The former leader of the sect, Xu Wenku (otherwise known as Xu Shuangfu, Christian name: Xu Shengguang), comes from Henan. He was criticized and punished during the Cultural Revolution for converting to Christianity and spreading the Gospel. Xu Wenku refused to denounce his faith, was tied up, and almost died. In 1975, he was arrested on the charge of counter-revolutionary crime and sentenced to three years in prison in 1978 on the charge of swindling and disturbing social order. He was put into a work camp for participating in gatherings in Henan in 1987. In 1991, he was detained again for participating in gatherings in Shanxi. He was detained in 1993 for “preaching illegally” in Yunnan. In 1999, the government named his sect the Three Grades of Servants and deemed it a “cult.” During the same year, he was put into a labor camp for a three-year “education” in Zhejiang. He was criminally detained in 2004 and arrested in Heilongjiang. In 2006, he was secretly executed [on a falsified murder charge].
More than 10 lawyers represented cases related to the organization, but the court did not acknowledge their defense. More than 20 times, the judge interrupted the lawyers during the court session. The representative lawyer believed that Xu Wenku and his two colleagues never participated in the murder, nor was there any evidence that he had organized or instigated the murder. Many defendants revealed their experience of being tortured during the court session.
Xu Wenku’s representative lawyer Li Heping, who was involved in the 709 case in 2015 [Editor’s note: The 709 case was a nationwide crackdown on human rights lawyers, named for the day it began, July 9, 2015], disappeared secretly, and is now bailed out, asked Xu Wenku why he signed the record of his interrogation.
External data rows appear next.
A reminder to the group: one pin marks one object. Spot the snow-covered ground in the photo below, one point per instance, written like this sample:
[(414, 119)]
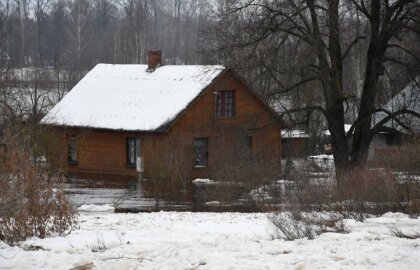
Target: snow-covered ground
[(185, 240)]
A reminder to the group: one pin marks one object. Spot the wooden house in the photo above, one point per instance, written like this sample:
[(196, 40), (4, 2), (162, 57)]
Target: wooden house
[(130, 119)]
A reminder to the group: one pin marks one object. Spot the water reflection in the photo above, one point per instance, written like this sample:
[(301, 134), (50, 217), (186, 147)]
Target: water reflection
[(131, 195)]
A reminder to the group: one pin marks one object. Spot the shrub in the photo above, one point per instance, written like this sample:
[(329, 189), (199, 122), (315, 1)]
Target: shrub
[(31, 200)]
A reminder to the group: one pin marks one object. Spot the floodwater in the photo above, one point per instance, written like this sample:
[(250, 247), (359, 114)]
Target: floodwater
[(128, 195)]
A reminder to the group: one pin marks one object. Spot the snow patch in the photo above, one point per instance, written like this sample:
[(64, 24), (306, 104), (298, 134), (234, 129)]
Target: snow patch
[(96, 208), (202, 181)]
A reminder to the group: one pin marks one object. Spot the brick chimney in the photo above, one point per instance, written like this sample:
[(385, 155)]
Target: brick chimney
[(154, 59)]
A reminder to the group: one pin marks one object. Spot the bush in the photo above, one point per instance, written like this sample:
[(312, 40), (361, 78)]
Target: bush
[(291, 225), (31, 200)]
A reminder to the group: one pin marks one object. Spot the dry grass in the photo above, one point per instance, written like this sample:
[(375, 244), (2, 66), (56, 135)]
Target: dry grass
[(31, 200)]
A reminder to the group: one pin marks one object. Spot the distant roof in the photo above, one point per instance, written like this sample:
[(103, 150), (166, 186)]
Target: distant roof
[(408, 98), (293, 133), (127, 97), (346, 130)]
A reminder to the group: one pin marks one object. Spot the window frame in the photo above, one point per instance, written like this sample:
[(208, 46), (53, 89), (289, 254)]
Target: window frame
[(202, 160), (225, 104), (132, 151), (72, 157)]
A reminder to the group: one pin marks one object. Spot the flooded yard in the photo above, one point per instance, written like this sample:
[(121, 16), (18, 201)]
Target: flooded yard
[(128, 195)]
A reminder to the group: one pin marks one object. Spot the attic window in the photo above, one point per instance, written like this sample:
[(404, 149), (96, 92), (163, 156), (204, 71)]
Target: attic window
[(225, 103), (72, 150), (133, 151), (201, 152)]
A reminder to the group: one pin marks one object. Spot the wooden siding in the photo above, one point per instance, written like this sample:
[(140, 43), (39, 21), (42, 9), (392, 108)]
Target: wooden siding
[(104, 152)]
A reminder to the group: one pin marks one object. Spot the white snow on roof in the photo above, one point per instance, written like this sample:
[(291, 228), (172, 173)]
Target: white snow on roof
[(127, 97), (293, 133), (346, 129)]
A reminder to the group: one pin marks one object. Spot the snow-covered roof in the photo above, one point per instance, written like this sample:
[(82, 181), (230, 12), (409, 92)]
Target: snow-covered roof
[(408, 98), (346, 129), (127, 97), (293, 133)]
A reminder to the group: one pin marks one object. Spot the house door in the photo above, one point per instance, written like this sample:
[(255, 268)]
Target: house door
[(134, 153)]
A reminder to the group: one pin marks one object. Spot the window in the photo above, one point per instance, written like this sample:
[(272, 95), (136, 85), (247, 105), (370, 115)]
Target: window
[(72, 150), (248, 143), (225, 104), (133, 151), (201, 152)]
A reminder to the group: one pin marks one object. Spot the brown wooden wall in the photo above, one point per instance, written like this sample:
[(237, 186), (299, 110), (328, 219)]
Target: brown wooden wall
[(104, 152)]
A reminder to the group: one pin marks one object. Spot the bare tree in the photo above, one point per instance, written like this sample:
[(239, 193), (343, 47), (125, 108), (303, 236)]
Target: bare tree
[(314, 29)]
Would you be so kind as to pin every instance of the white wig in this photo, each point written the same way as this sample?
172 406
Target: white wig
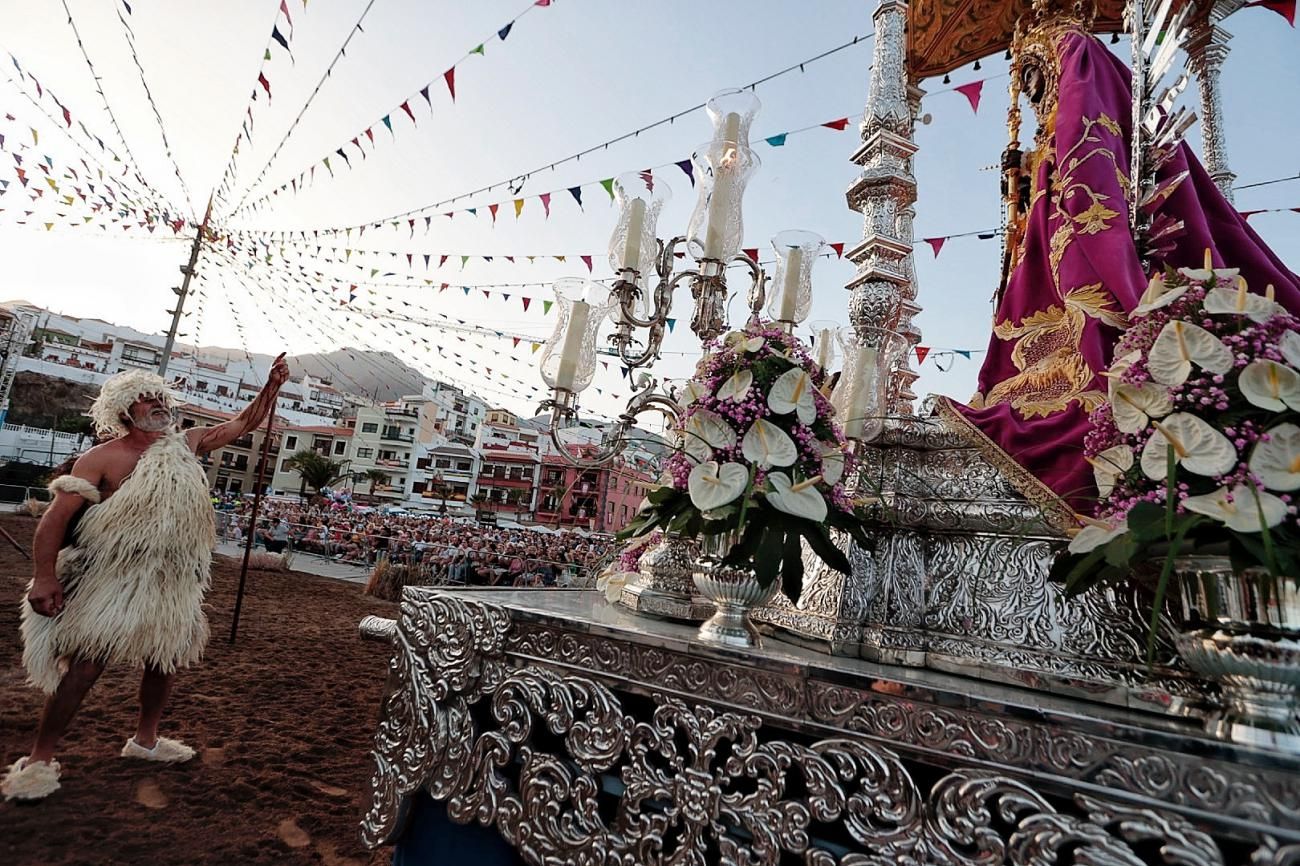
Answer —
117 394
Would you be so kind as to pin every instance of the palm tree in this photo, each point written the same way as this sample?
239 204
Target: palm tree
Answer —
375 476
316 470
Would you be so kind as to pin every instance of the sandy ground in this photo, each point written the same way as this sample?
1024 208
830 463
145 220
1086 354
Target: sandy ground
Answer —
282 723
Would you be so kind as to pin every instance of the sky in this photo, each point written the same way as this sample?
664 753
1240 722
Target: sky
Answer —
567 77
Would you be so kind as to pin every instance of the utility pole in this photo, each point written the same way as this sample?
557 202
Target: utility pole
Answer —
183 290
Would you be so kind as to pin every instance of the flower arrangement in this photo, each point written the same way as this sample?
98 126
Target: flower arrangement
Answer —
759 457
1197 449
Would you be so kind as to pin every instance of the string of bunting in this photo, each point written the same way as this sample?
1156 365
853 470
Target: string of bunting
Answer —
307 176
263 82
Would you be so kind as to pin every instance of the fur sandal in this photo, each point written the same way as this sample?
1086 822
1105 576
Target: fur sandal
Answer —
29 779
165 750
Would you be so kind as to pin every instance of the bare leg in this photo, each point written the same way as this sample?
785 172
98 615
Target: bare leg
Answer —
63 705
155 688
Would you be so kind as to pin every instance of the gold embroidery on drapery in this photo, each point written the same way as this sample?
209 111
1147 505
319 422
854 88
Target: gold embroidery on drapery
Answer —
1053 373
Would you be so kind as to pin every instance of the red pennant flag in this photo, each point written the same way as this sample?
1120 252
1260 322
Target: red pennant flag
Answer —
971 92
1285 8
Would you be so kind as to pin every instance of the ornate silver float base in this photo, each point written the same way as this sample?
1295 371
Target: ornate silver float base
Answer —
589 736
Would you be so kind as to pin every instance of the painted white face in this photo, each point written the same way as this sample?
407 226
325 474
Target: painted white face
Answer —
151 415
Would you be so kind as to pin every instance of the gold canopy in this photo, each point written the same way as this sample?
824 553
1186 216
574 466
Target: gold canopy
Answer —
947 34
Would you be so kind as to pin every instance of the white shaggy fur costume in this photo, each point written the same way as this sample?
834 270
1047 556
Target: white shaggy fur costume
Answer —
138 570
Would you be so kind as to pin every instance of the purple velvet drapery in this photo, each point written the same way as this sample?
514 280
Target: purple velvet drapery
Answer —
1078 275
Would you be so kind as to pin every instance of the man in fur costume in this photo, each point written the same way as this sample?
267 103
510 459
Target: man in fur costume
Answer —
128 585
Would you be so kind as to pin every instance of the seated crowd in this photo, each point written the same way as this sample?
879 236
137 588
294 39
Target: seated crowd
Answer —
438 549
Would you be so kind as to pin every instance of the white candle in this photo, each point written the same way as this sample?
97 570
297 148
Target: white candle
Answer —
572 350
859 392
719 203
636 224
823 347
791 288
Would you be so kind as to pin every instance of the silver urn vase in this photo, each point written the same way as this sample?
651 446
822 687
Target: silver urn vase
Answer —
1243 633
733 590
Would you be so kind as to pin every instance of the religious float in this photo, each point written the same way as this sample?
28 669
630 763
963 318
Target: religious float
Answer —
1056 624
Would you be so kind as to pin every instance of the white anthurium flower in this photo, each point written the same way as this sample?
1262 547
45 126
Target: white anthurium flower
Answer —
737 386
690 393
832 464
1109 464
1157 295
1095 535
1290 347
1181 345
792 392
1239 302
1277 462
1270 385
1135 405
611 583
801 499
768 445
1197 447
713 486
1240 507
705 432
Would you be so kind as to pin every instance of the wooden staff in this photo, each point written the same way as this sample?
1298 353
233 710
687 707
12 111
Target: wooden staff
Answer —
252 523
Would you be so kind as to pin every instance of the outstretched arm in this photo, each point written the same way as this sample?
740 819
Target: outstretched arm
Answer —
209 438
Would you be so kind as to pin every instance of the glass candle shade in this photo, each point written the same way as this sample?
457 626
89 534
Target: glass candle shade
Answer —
640 196
862 393
568 360
716 226
824 342
789 298
732 112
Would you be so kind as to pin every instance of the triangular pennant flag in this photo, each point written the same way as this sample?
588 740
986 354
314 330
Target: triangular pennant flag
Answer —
1285 8
971 92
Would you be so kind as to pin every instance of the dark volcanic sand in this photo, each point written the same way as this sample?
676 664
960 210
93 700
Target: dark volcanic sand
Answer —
282 722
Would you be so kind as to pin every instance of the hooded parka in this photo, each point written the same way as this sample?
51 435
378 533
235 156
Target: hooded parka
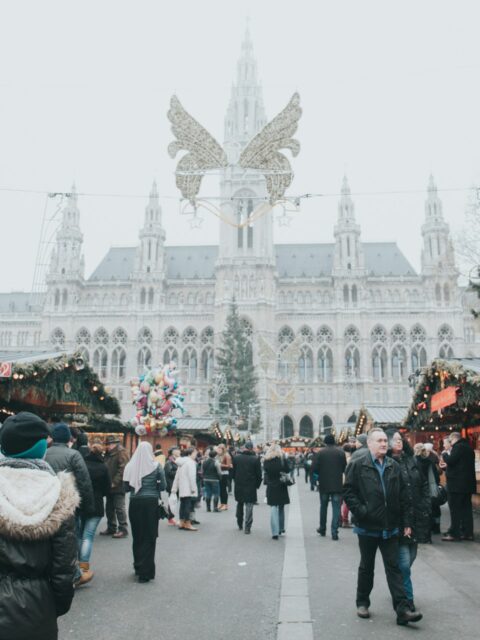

Xu said that he was forced to sign under a condition that was “worse than death.” Xu told him about the torture he suffered. In order to force him to say a few words that would back up the death penalty verdict, the interrogators strung him up for five hours and deprived him of sleep for five consecutive nights. The investigators bound his fingers, toes, and genitals with electrical wire and electrified him. Xu said that God does not permit killing.
Another defendant, Li Maoxing, also revealed his experienced of being “draped in the dragon robe.” He was covered in cotton, strung up, and electrocuted when he sweated. During the court session, he showed his fingers and arms, which were covered in wounds. On April 27, 2004, Gu Xianggao from Shandong was interrogated to death. In November 2006, Xu Wenku and Wang Jun were secretly executed by the Heilongjiang government.
The public security department estimated that the sect had about half a million followers, which would be the real reason behind the suppression. In 2004, the public security department labeled the case as “Thunderbolt No.1.” 63 people were involved in the case. 15 were secretly executed. According to Li Heping, one of the representative lawyers, the so-called “evidence” that the court used to convict the defendants were “oral confessions” obtained during torture. According to the Criminal Procedure Law, the case should not be closed based on this single violation.
Domestic and international society paid a lot of attention to the case. In order to obtain more information on the case and the parties involved in the case indirectly, some Christian organizations overseas asked many house church members for opinions, many of whom were familiar with Xu Wenku. Many members that had worked with Xu Wenku and trustworthy brothers and sisters acknowledged his loyalty and moral uprightness, which led the church to question the legitimacy of the authorities’ determination of the nature of the case and its hearing.